Facing criticism that $150,000 was spent to create a FedRAMP dashboard virtually identical to the existing FedRAMP OnRamp dashboard, the General Services Administration (GSA) said that the new dashboard performs unique functions and that it has processes in place to ensure that systems are not unnecessarily duplicated.

“From a very high level, there are some differences between the dashboard you’re talking about and the FedRAMP dashboard, but in the future, what we’ll do now and in the future, is assess what’s in the marketplace,” said David Shive, GSA’s chief information officer. “We buy first, we build second.”

GSA announced the launch of the FedRAMP Marketplace Dashboard on Aug. 17, which was created through an agile blanket purchase agreement (BPA) with True Tandem. This was the first BPA awarded by 18F, an office within GSA. The FedRAMP OnRamp dashboard was created by MeriTalk in February 2014. Both dashboards track existing Authority to Operates (ATO) and ATOs in progress.

Speaking Thursday at the Technology Industry Day at GSA headquarters, Shive said GSA would focus on greater communication with the private sector as a means of avoiding unnecessary duplication.

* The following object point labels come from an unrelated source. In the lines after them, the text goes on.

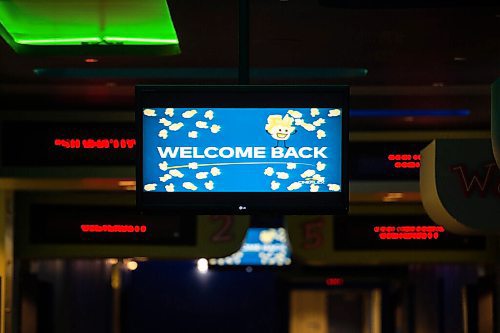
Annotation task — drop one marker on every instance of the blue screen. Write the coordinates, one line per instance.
(242, 149)
(262, 246)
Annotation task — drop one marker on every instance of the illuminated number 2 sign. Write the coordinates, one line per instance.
(223, 234)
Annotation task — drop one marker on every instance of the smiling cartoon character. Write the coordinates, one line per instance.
(280, 128)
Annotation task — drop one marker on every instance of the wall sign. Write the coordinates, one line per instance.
(30, 144)
(107, 225)
(460, 185)
(381, 239)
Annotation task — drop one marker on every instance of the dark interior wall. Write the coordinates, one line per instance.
(174, 295)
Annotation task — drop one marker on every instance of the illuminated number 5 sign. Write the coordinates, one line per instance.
(313, 234)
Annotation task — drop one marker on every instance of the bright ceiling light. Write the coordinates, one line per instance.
(202, 266)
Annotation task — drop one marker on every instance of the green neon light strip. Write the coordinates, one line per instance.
(98, 22)
(78, 41)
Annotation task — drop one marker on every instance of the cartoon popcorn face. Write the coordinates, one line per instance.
(280, 128)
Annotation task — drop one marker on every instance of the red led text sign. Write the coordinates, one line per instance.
(117, 228)
(405, 161)
(408, 232)
(332, 282)
(75, 143)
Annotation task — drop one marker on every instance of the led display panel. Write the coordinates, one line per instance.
(242, 149)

“We’ll do assessments to say ‘does something out there exist in the Federal marketplace right now? Does it exist in industry?’ If it already exists, there will have to be some really compelling, mission-specific needs for us to go re-create that thing,” said Shive. “But we need our industry partners to consistently talk to us about what’s out there.”

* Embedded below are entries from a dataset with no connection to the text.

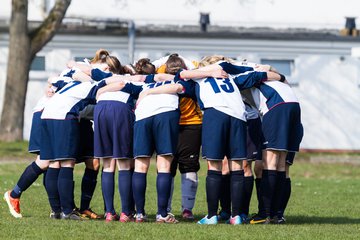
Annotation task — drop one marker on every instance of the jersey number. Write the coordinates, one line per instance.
(226, 87)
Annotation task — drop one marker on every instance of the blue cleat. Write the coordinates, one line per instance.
(208, 221)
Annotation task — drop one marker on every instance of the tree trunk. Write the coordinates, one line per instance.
(12, 117)
(23, 46)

“We’re going to be a better buyer, and we’re going to be a better partner,” said GSA Administrator Denise Turner-Roth. “We want to make sure that the changes we’re making internally are not mysteries.”

Officials also addressed concerns that GSA has not tackled the deeper IT needs of government agencies that are in need of urgent attention.

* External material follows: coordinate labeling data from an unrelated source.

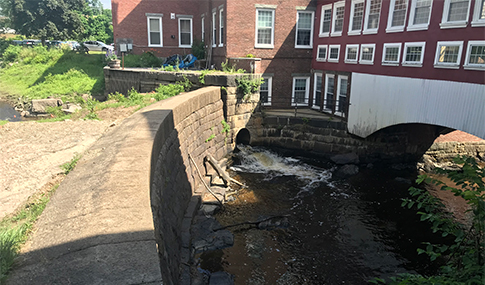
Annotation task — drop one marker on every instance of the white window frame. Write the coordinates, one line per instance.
(310, 45)
(221, 27)
(320, 74)
(477, 22)
(390, 28)
(318, 53)
(347, 60)
(328, 53)
(412, 15)
(307, 91)
(334, 18)
(270, 87)
(351, 20)
(384, 49)
(454, 65)
(191, 32)
(368, 31)
(256, 45)
(159, 18)
(362, 47)
(445, 24)
(324, 8)
(473, 66)
(413, 63)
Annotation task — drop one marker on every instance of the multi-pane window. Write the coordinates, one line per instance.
(391, 53)
(333, 54)
(322, 53)
(413, 53)
(185, 32)
(351, 53)
(304, 29)
(325, 21)
(264, 28)
(448, 54)
(356, 17)
(373, 13)
(154, 31)
(338, 18)
(317, 94)
(475, 55)
(300, 91)
(265, 91)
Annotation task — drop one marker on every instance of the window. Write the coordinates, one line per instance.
(328, 102)
(351, 53)
(397, 16)
(265, 91)
(334, 53)
(356, 17)
(419, 15)
(341, 103)
(304, 30)
(455, 14)
(264, 28)
(301, 87)
(214, 30)
(391, 54)
(475, 55)
(367, 54)
(413, 54)
(221, 28)
(338, 18)
(325, 20)
(155, 31)
(322, 53)
(372, 14)
(317, 91)
(185, 32)
(448, 54)
(479, 14)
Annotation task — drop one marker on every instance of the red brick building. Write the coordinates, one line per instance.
(271, 37)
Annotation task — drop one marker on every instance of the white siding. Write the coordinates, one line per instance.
(379, 101)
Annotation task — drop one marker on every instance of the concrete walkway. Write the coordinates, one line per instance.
(98, 227)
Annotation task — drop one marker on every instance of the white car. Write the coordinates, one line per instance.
(97, 46)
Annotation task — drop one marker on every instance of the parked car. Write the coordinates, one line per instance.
(97, 46)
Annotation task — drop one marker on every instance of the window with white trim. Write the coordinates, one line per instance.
(185, 32)
(322, 53)
(328, 101)
(265, 91)
(317, 91)
(397, 16)
(455, 14)
(351, 53)
(419, 15)
(304, 29)
(356, 17)
(325, 20)
(333, 54)
(448, 54)
(338, 18)
(413, 54)
(372, 14)
(264, 28)
(301, 91)
(342, 90)
(155, 38)
(479, 14)
(391, 53)
(367, 53)
(475, 55)
(221, 28)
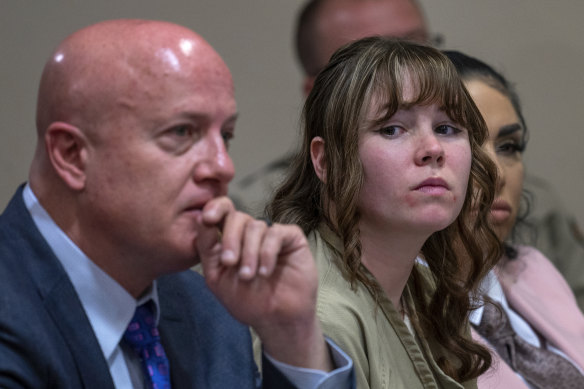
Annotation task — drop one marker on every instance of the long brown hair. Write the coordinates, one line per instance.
(335, 111)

“There have been questions from Congress […] and there have been definitely questions in general about, ‘is 18F, is TTS going to tackle some of the high-priority problems and technology that’s been in GAO lists and things like that?’ And my answer to that is that I certainly hope so,” said Hillary Hartley, deputy executive director at 18F.

Navin Vembar, the agency’s chief technology officer, said that one of the major roadblocks in moving forward with these high-priority problems is adjusting the GSA culture in how it delivers products.

“We have to be willing partners in all of this and we have to adjust our culture,” said Vembar, adding that they needed to act in a more user-focused direction.

One solution championed by GSA is the idea of creating an Information Technology Monetary Fund (ITMF), a revolving capital fund that would provide agencies with a loan to modernize certain IT systems outside their current budget. The proposal is being discussed in Congress.

“I don’t think that anybody can safely say that the $80-plus billion spent for IT in the Federal space is supremely well spent,” Shive said. “I think that most would assume that there’s opportunities for improvement.”

Turner-Roth said the government is spending more to maintain and protect current systems than it would cost to replace them.

“ITMF takes into account a couple of realities about how money is spent in agencies right now to deliver against the technology mission of each agency and tries to solve some of those problems by creating a single fund to act against for modernization,” said Shive. “This could all happen much quicker if the ITMF is passed.”

Aaron Snow, executive director at 18F, also explained that “it’ll be incredibly important to make a safe space here to fail sometimes.”

“We do want to be transparent in what we’re doing. We do welcome the tough questions,” Turner-Roth said. “We may not have all the answers.”

Editor’s Note: This article has been updated to correct the date the FedRAMP OnRamp dashboard was created.